Mary also served on the board of the Oberlin Public Library and the Oberlin High School PTA where she and Joe served as co-presidents in 1960. While Mary made a good match for organizational boards and fund raising, she was also a dedicated volunteer. For example, every year the Oberlin Community Welfare Council’s Christmas Clearing House collected food, toys and clothing for needy families. Mary did more than donate money to the fund; she was also a driver checking on families, picking-up and delivering supplies, and taking indigent children to events. Mary was also a long-time member of Oberlin’s Christ Episcopal Church.
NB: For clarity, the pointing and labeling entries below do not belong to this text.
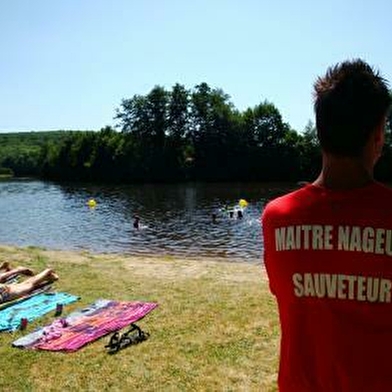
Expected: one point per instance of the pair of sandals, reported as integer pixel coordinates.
(133, 336)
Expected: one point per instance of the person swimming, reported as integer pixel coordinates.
(136, 222)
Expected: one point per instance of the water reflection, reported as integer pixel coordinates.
(174, 219)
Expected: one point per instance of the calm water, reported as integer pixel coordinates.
(175, 219)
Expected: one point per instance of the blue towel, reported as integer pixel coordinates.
(32, 308)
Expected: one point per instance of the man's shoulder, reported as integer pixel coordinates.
(288, 202)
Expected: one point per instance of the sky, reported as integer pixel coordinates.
(68, 64)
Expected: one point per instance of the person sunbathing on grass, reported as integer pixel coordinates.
(11, 291)
(7, 272)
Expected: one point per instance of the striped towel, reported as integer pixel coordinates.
(32, 308)
(86, 325)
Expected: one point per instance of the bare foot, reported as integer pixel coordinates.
(5, 266)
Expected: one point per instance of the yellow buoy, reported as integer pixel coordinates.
(243, 203)
(91, 203)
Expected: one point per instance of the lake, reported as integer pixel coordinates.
(175, 219)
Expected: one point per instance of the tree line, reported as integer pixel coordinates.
(188, 134)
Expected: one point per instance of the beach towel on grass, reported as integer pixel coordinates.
(86, 325)
(32, 308)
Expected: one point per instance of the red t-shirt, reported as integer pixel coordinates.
(328, 256)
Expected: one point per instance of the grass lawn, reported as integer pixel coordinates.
(215, 329)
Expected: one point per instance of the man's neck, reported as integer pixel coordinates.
(344, 173)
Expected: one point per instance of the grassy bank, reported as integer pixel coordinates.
(216, 327)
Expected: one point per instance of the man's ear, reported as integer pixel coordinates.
(379, 138)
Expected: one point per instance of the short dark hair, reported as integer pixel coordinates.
(351, 100)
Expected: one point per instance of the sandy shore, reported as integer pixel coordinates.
(154, 266)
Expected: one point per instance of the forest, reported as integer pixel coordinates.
(176, 135)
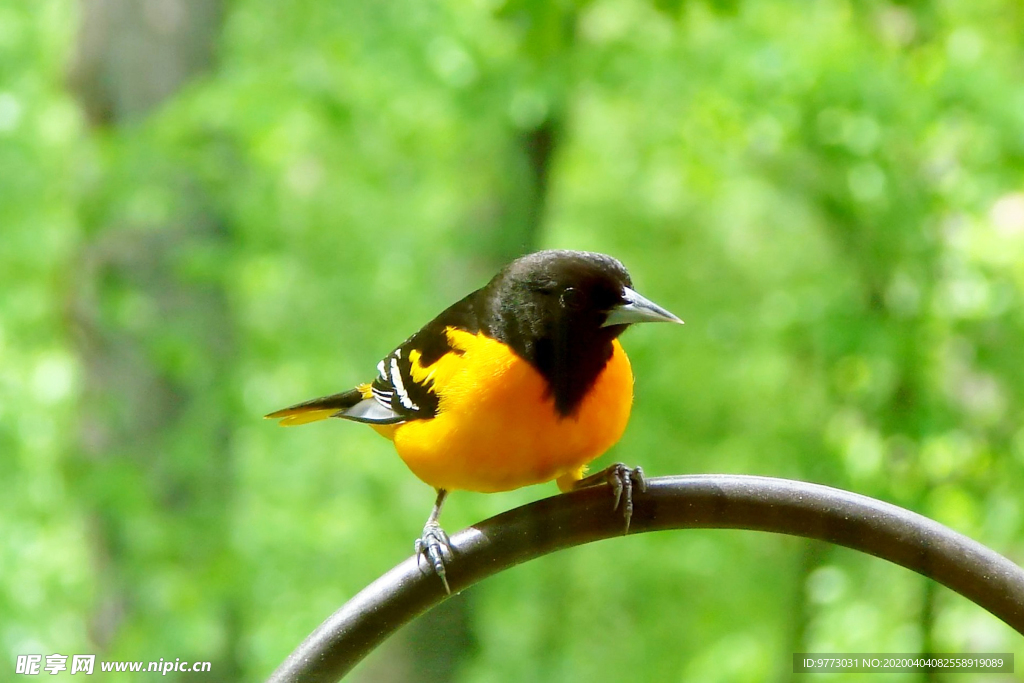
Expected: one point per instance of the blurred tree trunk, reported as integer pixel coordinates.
(153, 328)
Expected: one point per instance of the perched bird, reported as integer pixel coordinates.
(521, 382)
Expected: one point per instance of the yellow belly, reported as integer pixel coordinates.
(497, 428)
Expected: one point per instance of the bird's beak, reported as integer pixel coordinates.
(636, 308)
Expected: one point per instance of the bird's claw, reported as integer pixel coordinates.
(622, 479)
(435, 548)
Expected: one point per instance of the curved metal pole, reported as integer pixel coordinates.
(761, 504)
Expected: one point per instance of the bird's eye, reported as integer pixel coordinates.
(570, 299)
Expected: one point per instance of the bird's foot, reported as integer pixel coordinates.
(622, 479)
(435, 548)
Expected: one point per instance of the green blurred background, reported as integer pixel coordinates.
(212, 209)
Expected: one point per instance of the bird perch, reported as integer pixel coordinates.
(753, 503)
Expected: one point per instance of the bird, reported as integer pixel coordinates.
(521, 382)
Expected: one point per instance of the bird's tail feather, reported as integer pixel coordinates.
(320, 409)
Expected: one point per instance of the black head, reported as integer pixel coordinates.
(560, 310)
(552, 290)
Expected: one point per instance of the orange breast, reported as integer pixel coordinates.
(497, 428)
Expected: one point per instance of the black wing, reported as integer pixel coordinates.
(394, 388)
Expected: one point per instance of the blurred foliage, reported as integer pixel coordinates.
(829, 193)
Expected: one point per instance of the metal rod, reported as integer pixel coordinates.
(761, 504)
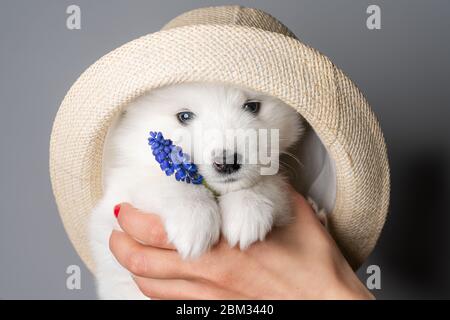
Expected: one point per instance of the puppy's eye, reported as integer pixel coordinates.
(251, 106)
(185, 116)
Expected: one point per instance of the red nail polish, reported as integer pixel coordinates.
(116, 210)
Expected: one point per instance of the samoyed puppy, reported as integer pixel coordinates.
(250, 193)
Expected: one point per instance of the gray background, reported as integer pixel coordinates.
(403, 69)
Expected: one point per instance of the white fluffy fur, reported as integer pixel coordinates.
(244, 213)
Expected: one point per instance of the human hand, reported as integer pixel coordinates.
(298, 261)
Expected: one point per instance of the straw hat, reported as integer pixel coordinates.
(239, 46)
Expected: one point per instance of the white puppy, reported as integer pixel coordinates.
(199, 118)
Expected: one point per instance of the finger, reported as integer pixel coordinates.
(145, 227)
(148, 261)
(180, 289)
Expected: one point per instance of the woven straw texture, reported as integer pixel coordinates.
(239, 46)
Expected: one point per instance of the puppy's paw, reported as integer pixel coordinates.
(193, 226)
(246, 217)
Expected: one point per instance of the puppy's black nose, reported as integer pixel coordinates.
(227, 164)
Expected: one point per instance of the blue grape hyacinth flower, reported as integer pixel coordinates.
(172, 160)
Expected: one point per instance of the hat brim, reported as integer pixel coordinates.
(260, 60)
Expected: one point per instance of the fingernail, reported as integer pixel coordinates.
(116, 210)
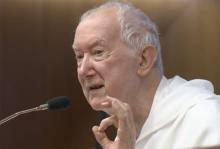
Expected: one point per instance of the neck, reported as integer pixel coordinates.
(143, 102)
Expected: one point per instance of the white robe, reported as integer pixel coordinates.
(184, 114)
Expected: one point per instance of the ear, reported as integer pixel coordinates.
(147, 59)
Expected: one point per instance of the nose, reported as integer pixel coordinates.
(86, 70)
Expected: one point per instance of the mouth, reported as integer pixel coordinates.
(96, 87)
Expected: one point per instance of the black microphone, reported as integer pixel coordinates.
(55, 103)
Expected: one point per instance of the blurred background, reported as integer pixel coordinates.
(37, 63)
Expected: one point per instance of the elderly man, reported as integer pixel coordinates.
(119, 68)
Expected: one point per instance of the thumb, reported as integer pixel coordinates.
(101, 137)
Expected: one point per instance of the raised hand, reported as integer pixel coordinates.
(122, 118)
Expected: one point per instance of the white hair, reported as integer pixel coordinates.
(137, 29)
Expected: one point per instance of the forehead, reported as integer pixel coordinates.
(101, 27)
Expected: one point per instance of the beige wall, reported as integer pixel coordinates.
(36, 63)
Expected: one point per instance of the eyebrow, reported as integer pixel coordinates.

Mary was well regarded and not just as a volunteer and community leader but, as her son Joe described her, as a “relationship philosopher.” Friends, neighbors, and family would seek her thoughtful advice regarding difficult matters with family and friends. When Mary was 48 years old, she was diagnosed with breast cancer. Three years later her life was cut short by the disease, a crushing blow to the family. Eric’s wife, Jane, recalled Mary’s mother, Virginia, “lost interest in things after that… [Mary’s death] was terribly hard on her.” But Mary’s legacy of community service helped improve the lives of Oberlin residents and is reflected today in the Nord Family Foundation’s support for community-based projects. Her contributions are also remembered in the Joseph and Mary Nord Ignat Endowed Theater Chair at Bluffton College funded by David & Eleanor Ignat, and Eric and Evan Nord. In 1967, the Nord and Ignat families also dedicated a rectory at Oberlin’s Christ Episcopal Church that is still in use today and popular with Oberlin College students.